L’analyse qui était prévue des valeurs pronostique et prédictive de l’expression de MET a montré que les 24 patients qui avaient une forte expression de MET (3+ pour 90% des cellules tumorales) avaient une survie sans progression nettement supérieure quand ils recevaient de l’emibetuzumab (20,7 vs 5,4 mois, HR 0,39 (90%CI : 0,17-0,91)).  Une comparaison des facteurs pronostiques de ces 24 malades et de ceux des autres patients n’a pas montré de différence significative. 

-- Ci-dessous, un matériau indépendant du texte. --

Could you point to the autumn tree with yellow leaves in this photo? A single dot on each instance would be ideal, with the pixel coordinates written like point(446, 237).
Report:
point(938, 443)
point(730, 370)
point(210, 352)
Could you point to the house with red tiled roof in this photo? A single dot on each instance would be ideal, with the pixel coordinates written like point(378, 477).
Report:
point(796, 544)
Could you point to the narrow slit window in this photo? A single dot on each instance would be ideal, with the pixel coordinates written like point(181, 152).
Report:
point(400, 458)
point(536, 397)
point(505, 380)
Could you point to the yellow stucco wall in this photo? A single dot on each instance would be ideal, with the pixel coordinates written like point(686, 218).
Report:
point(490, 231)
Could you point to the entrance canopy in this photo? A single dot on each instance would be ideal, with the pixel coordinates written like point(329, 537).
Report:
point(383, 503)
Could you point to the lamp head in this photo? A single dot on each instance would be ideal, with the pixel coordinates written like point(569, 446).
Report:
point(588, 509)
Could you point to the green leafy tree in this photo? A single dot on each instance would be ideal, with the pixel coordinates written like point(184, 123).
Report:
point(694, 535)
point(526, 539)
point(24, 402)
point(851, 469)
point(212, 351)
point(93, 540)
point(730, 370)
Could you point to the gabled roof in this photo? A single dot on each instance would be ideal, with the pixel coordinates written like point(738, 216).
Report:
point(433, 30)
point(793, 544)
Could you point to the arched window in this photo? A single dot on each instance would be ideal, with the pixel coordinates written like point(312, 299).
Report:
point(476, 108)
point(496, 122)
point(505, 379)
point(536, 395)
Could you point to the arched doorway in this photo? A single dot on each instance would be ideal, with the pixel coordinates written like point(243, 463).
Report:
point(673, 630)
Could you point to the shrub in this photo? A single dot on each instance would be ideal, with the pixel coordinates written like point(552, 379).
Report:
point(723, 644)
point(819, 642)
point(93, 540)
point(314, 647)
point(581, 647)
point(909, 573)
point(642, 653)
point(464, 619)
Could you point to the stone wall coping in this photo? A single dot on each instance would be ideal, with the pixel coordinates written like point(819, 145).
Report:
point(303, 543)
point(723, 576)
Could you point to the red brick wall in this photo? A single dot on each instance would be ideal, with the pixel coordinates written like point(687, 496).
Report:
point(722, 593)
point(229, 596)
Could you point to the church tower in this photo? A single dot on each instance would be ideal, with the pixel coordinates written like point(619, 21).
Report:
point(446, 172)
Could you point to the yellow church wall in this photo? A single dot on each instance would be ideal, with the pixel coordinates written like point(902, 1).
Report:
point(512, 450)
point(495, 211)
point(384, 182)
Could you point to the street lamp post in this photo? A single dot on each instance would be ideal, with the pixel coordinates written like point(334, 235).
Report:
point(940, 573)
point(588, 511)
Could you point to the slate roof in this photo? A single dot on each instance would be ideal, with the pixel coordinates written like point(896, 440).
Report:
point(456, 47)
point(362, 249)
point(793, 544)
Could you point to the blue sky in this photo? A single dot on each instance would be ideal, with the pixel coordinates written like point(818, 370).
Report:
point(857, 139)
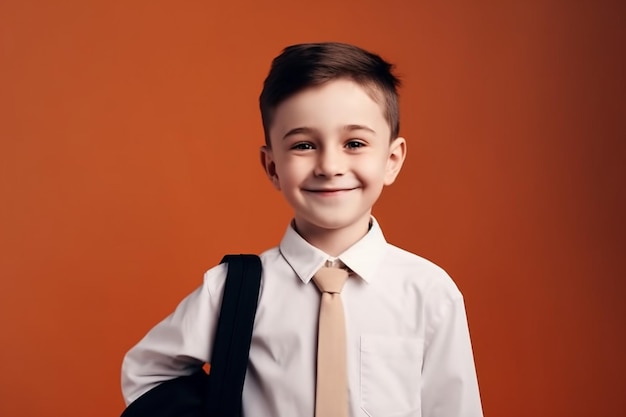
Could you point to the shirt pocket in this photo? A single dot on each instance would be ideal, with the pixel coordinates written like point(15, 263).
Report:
point(391, 368)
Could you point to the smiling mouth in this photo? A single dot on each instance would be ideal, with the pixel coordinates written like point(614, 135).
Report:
point(334, 191)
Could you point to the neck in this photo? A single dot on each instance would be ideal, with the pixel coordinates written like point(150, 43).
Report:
point(333, 241)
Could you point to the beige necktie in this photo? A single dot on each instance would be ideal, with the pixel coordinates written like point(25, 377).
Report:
point(331, 398)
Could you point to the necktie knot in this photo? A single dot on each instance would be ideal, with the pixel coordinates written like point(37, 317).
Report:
point(330, 279)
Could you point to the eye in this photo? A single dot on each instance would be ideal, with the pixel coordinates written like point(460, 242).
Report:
point(302, 146)
point(354, 144)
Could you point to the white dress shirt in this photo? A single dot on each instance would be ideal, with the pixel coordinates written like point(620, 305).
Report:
point(409, 351)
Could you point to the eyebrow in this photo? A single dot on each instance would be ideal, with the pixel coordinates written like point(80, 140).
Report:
point(312, 131)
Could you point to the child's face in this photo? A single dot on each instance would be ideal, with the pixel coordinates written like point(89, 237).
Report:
point(331, 155)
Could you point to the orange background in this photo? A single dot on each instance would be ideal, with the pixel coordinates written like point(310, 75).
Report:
point(129, 135)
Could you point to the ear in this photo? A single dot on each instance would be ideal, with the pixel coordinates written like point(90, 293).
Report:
point(397, 153)
point(267, 161)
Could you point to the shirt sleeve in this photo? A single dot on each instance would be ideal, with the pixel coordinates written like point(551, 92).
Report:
point(450, 386)
point(179, 344)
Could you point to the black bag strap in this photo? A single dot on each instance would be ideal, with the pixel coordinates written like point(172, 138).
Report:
point(229, 360)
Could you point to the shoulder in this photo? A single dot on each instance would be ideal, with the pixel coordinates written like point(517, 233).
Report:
point(215, 277)
point(421, 272)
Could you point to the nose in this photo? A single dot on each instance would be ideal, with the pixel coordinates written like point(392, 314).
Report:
point(330, 162)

On peut donc conclure que cette association d’erlotinib et d’emibetuzumab est bien tolérée mais que cette étude est négative sur son objectif principal.  L’analyse exploratoire conduit les auteurs à suggérer qu’une expression élevée de MET serait un facteur de mauvais pronostique pour les 12 patients qui sont traités par erlotinib seul alors que les 12  traités par emibetuzumab associé à l’erlotinib bénéficient de ce traitement. Il nous semble que, même si la différence de survie sans progression est importante, ces conclusions sont discutables parce qu’il s’agit d’une analyse exploratoire et parce que celle-ci a été menée chez un petit nombre de malades. De plus, la PFS médiane sous erlotinib et emibetuzumab des patients à forte expression de MET est indiquée sur la figure 3A à 17,2 mois et dans le texte à 20,7 mois et cette différence de 17,3 à 5,4 mois n’est pas significative (p=0,112).   

 

 

Reference

A Randomized-Controlled Phase 2 Study of the MET Antibody Emibetuzumab in Combination with Erlotinib as First-Line Treatment for EGFR Mutation-Positive NSCLC Patients.

Scagliotti G, Moro-Sibilot D, Kollmeier J, Favaretto A, Cho EK, Grosch H, Kimmich M, Girard N, Tsai CM, Hsia TC, Brighenti M, Schumann C, Wang XA, Wijayawardana SR, Gruver AM, Wallin J, Mansouri K, Wacheck V, Chang GC.